Trafficking in Drugs

{¶ 34} The jury found appellant guilty of trafficking in drugs, a violation of R.C. 2925.03(A)(2). The jury further found that the amount of crack cocaine involved "equals or exceeds twenty five grams but is less than one hundred grams." R.C. 2925.03(A)(2) provides that no person shall

Prepare for shipment, ship, transport, deliver, prepare for distribution, or distribute a controlled substance or a controlled substance analog, when the offender knows or has reasonable cause to believe that the controlled substance or a controlled substance analog is intended for sale or resale by the offender or another person.

{¶ 35} Appellant argues that there was no evidence presented that the crack cocaine was "intended for sale or resale." In response, the state asserts "[g]iven the amount of drugs, the amount of cash on hand, and the lack of any evidence that the drugs would be for personal use, it is reasonable to believe he possessed the drugs or was transporting the drugs for purposes of sale."

{¶ 36} Circumstantial evidence has long been used to successfully support drug trafficking convictions. "Circumstantial evidence is the 'proof of facts by direct evidence from which the trier of fact may infer or derive by reasoning other facts in accordance with the common experience of mankind.'" Toledo v.
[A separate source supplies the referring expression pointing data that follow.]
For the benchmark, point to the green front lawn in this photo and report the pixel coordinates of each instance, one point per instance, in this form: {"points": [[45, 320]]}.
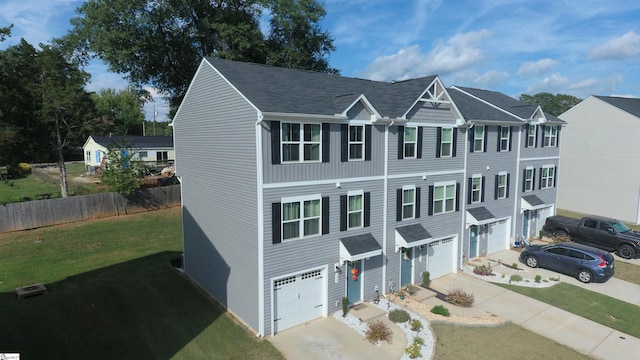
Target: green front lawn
{"points": [[113, 294], [605, 310]]}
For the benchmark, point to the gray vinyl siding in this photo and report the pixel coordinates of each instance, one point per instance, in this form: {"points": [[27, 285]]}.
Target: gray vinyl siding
{"points": [[334, 169], [215, 142], [438, 225], [322, 250]]}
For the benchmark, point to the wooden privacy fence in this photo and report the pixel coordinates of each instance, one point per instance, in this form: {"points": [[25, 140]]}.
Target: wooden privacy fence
{"points": [[39, 213]]}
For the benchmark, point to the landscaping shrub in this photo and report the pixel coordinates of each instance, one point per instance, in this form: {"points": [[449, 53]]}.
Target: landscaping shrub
{"points": [[398, 315], [460, 297], [440, 310], [378, 331], [416, 325], [483, 270], [426, 281]]}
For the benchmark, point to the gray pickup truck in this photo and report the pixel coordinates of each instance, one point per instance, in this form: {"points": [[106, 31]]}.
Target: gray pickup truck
{"points": [[603, 233]]}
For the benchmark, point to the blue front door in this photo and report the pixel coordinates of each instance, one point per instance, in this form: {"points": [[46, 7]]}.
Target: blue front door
{"points": [[473, 242], [353, 281], [405, 267]]}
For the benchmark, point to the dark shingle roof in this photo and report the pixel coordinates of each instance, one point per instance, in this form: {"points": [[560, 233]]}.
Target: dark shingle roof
{"points": [[630, 105], [274, 89], [141, 142]]}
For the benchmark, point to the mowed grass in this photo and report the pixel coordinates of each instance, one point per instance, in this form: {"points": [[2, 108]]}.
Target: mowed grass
{"points": [[113, 294], [605, 310]]}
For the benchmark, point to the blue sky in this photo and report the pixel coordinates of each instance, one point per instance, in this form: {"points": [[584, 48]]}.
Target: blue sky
{"points": [[580, 48]]}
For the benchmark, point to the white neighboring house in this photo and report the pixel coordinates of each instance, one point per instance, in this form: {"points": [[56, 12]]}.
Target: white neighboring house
{"points": [[599, 158], [156, 151]]}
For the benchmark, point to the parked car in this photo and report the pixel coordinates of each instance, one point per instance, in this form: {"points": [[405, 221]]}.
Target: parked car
{"points": [[584, 262], [603, 233]]}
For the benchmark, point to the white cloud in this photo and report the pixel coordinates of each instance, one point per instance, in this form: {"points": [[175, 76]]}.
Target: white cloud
{"points": [[457, 53], [536, 67], [628, 45]]}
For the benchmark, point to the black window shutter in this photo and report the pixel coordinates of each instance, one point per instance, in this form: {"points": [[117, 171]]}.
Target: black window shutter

Thompson-Bean, 173 Ohio App.3d 566, 2007-Ohio-4898, 879 N.E.2d 799, ¶ 30 (6th Dist.).

{¶ 37} Although nothing in the state's case directly proved that appellant was trafficking in crack cocaine, the state's evidence could well have convinced the jury that "the application of various facts formed a larger picture that, when viewed as [a] whole, made a compelling case of [appellant's] guilt." State v. Cassano, 8th Dist. Cuyahoga No. 97228, 2012-Ohio-4047, ¶ 19. As detailed above, a large quantity of crack cocaine was dropped from appellant's vehicle moments before a traffic stop was initiated but after appellant was clocked for speeding down a rural highway. A short time after the traffic stop, appellant twice returned to the vicinity of the drop despite having told the officer he was headed to a nearby amusement park. Once the officer recovered the crack cocaine and witnessed appellant's behavior, a search of appellant's vehicle yielded $7,060 in U.S. currency.

{¶ 38} While the evidence is circumstantial, circumstantial evidence has the same probative value as direct evidence. State v. Nicely, 39 Ohio St.3d 147, 529 N.E.2d 1236 (1988). "[C]ircumstantial evidence is sufficient to sustain a conviction if that evidence would convince the average mind of the defendant's guilt beyond a reasonable doubt." State v. Heinish, 50 Ohio St.3d 231, 238, 553 N.E.2d 1026 (1990). "[N]umerous courts have determined that items such as plastic baggies, digital scales, and large sums of money are often used in drug trafficking and may constitute circumstantial evidence of conduct proscribed by R.C. 2925.03(A)(2)." State v. Forte, 8th Cuyahoga Dist. No. 99573, 2013-Ohio-5126, ¶ 10, citing State v. Rutledge, 6th Dist. Lucas No. L-12-1043, 2013-Ohio-1482, ¶ 15 (collecting cases); State v. Kutsar, 8th Dist. Cuyahoga No. 89310, 2007-Ohio-6990, ¶ 20 (same).

{¶ 39} After viewing the evidence adduced at trial in a light most favorable to the prosecution, a rational trier of fact could find the sheer quantity of crack cocaine coupled with the large amount of cash found in appellant's car to be wholly consistent with the transportation of crack cocaine for sale. Appellant's third assignment of error is not well-taken as to the trafficking in drugs conviction.

Tampering with Evidence

{¶ 40} Appellant was convicted of tampering with evidence, a violation of R.C. 2921.12(A)(1). R.C. 2921.12(A) provides, in relevant part:

No person, knowing that an official proceeding or investigation is in progress, or is about to be or likely to be instituted, shall do any of the following: (1) Alter destroy, conceal, or remove any record, document, or thing, with purpose to impair its value or availability as evidence in such proceeding or investigation.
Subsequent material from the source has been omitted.